Vu les articles L. 134-5, L. 134-6, L. 134-12 et L. 134-13 du code de commerce,

- La dire et juger recevable et bien fondée en son appel.

- Dire et juger qu'elle bénéficiait d'une exclusivité sur le département de l'Oise et sur celui de la Somme.

- Dire et juger que le Groupe Elabor a manqué à ses obligations contractuelles en refusant le paiement des commissions directes et indirectes qui lui étaient dues.

- Dire et juger que le Groupe Elabor a manqué à son obligation de loyauté en lui retirant la commercialisation d'une partie de ses produits et en la confiant à un autre agent commercial.

- Dire et juger que le comportement fautif du Groupe Elabor est à l'origine de la rupture du contrat d'agent commercial.

En conséquence,

- Infirmer le jugement en ce qu'il l'a déboutée de l'ensemble de ses demandes et l'a condamnée à payer au Groupe Elabor la somme de 500 euros au titre de l'article 700 du code de procédure civile outre les entiers dépens.

Statuant à nouveau,

- Condamner le Groupe Elabor à lui payer la somme de 12 881,11 euros au titre des commissions impayées.

- Condamner le Groupe Elabor à lui payer la somme de 36 000 euros de dommages et intérêts au titre de la perte d'exploitation résultant de ses manquements à son obligation de loyauté.

- Condamner le Groupe Elabor à lui payer la somme de 30 000 euros de dommages et intérêts à titre d'indemnité compensatrice du préjudice subi du fait de la rupture.

- Condamner le Groupe Elabor à lui payer la somme de 5 000 euros au titre de l'article 700 du code de procédure civile outre les entiers dépens.

- Statuer ce que de droit quant aux dépens de première instance et d'appel.
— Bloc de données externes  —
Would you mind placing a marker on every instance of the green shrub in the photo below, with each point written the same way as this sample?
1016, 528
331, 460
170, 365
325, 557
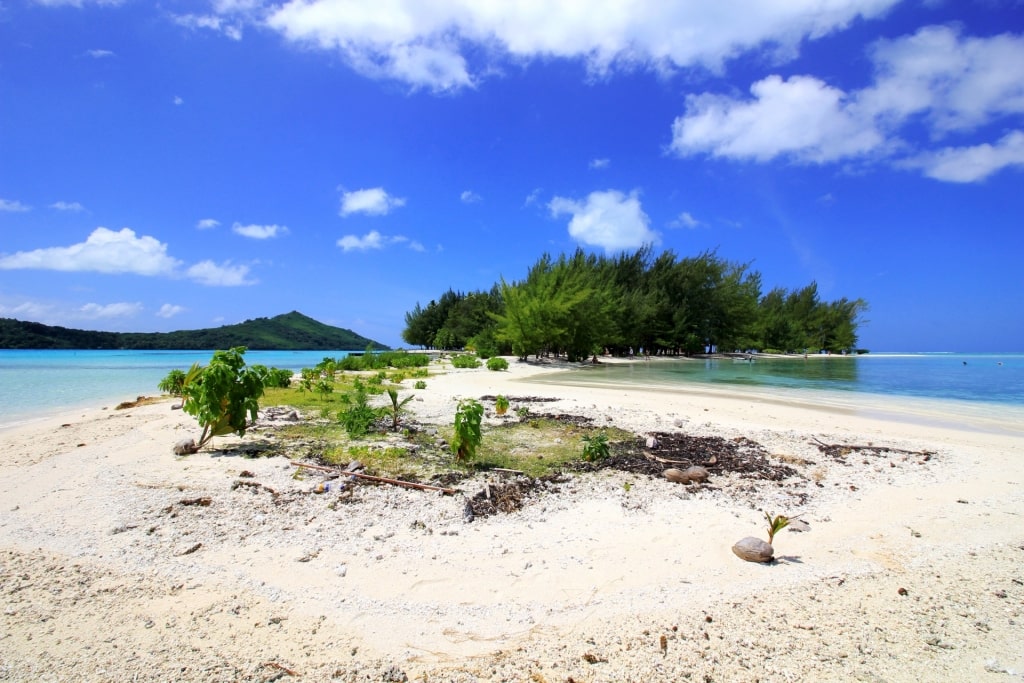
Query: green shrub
279, 378
596, 447
222, 394
465, 360
467, 430
358, 417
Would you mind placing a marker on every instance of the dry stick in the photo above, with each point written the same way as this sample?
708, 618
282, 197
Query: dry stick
878, 449
396, 482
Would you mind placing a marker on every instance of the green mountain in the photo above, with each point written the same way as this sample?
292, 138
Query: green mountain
289, 332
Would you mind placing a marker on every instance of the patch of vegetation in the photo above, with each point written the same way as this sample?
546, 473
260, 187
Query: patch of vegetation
464, 360
498, 364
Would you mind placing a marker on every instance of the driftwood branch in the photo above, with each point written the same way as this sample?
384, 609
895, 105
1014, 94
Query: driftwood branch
369, 477
843, 449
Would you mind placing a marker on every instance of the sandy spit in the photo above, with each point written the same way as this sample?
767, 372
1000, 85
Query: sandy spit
120, 561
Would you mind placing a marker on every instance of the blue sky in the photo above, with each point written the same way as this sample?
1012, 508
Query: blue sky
181, 165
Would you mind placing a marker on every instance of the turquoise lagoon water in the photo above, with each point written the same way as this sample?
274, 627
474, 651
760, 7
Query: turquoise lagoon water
40, 382
982, 390
33, 383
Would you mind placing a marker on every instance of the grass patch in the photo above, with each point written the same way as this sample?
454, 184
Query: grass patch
537, 446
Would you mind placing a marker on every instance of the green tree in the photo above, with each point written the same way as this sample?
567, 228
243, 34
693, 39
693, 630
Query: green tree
224, 395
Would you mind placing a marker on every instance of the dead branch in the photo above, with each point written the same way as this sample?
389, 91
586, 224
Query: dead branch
843, 449
369, 477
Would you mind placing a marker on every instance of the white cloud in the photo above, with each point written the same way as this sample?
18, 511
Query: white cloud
374, 240
103, 251
972, 164
371, 240
224, 274
801, 117
426, 44
949, 84
94, 311
13, 206
74, 207
77, 3
686, 219
259, 231
953, 83
30, 310
170, 310
374, 202
230, 29
608, 219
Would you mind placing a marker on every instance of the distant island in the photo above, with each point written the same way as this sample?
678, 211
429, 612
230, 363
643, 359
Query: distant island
289, 332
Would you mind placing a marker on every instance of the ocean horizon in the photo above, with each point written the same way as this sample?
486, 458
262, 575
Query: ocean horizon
37, 383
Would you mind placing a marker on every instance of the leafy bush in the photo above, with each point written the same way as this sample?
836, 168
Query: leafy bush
358, 417
173, 383
222, 394
465, 360
467, 430
396, 408
595, 447
278, 378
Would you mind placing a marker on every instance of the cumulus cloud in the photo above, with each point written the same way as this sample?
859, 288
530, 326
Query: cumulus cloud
259, 231
935, 78
374, 240
73, 207
425, 44
94, 311
971, 164
29, 310
170, 310
373, 202
224, 274
13, 206
686, 219
608, 219
801, 117
216, 23
103, 251
77, 3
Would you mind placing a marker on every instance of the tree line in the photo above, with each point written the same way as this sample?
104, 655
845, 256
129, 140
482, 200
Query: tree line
584, 304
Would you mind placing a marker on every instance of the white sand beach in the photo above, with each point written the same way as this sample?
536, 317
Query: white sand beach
120, 561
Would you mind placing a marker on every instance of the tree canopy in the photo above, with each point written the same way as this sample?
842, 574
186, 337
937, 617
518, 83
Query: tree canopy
666, 304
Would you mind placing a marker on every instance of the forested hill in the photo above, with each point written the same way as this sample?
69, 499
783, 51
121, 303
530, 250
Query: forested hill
289, 332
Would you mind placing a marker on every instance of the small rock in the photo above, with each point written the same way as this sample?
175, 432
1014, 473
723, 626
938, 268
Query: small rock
754, 550
798, 525
695, 474
185, 446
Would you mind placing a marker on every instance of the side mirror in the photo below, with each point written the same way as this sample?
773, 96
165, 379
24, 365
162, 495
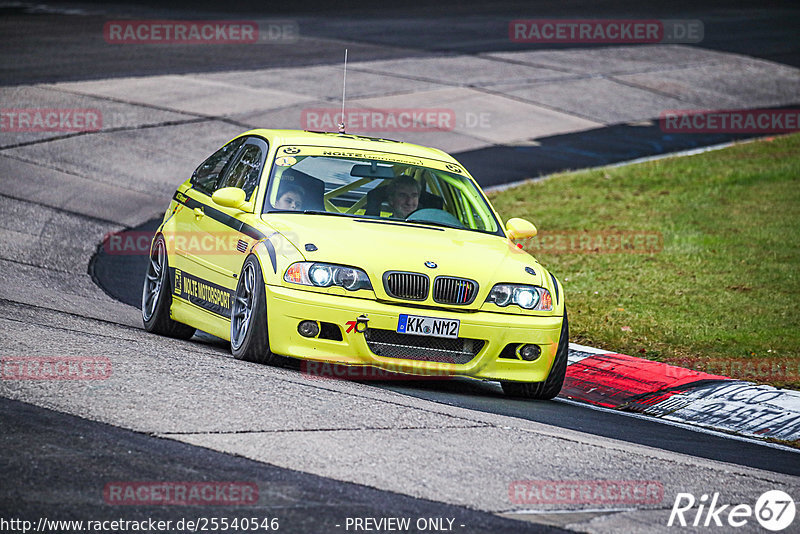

Par conclusions n° 2 notifiées le 30 mars 2021, l'intimée demande à la Cour de :

- Dire son appel incident recevable et bien fondé.

- Écarter des débats la pièce 13 communiquée par Mme X.

- Confirmer le jugement rendu par le Tribunal de commerce de Dijon le 21 novembre 2019 sauf à le réformer partiellement pour condamner Mme X au paiement de la somme de 8 170 euros au titre des frais irrépétibles exposés en première instance.

- Confirmer le jugement pour le surplus.

- Débouter Mme X de toutes ses demandes.

Y ajoutant

- Condamner Mme X à lui payer la somme de 5 000 euros au titre de l'article 700 du code de procédure civile.

- Condamner Mme X aux dépens d'appel.

La clôture de la procédure a été prononcée le 30 novembre 2021.

En application de l'article 455 du code de procédure civile, il est référé, pour l'exposé des moyens des parties, à leurs dernières conclusions susvisées.

SUR QUOI

La demande des intimées tendant à voir écarter la pièce n° 13 communiquée par Mme X au seul motif qu'elle ne respecte pas les prescriptions de l'article 202 du code de procédure civile sera rejetée, cette prétendue irrégularité étant seulement de nature à affecter la force probante de cette attestation.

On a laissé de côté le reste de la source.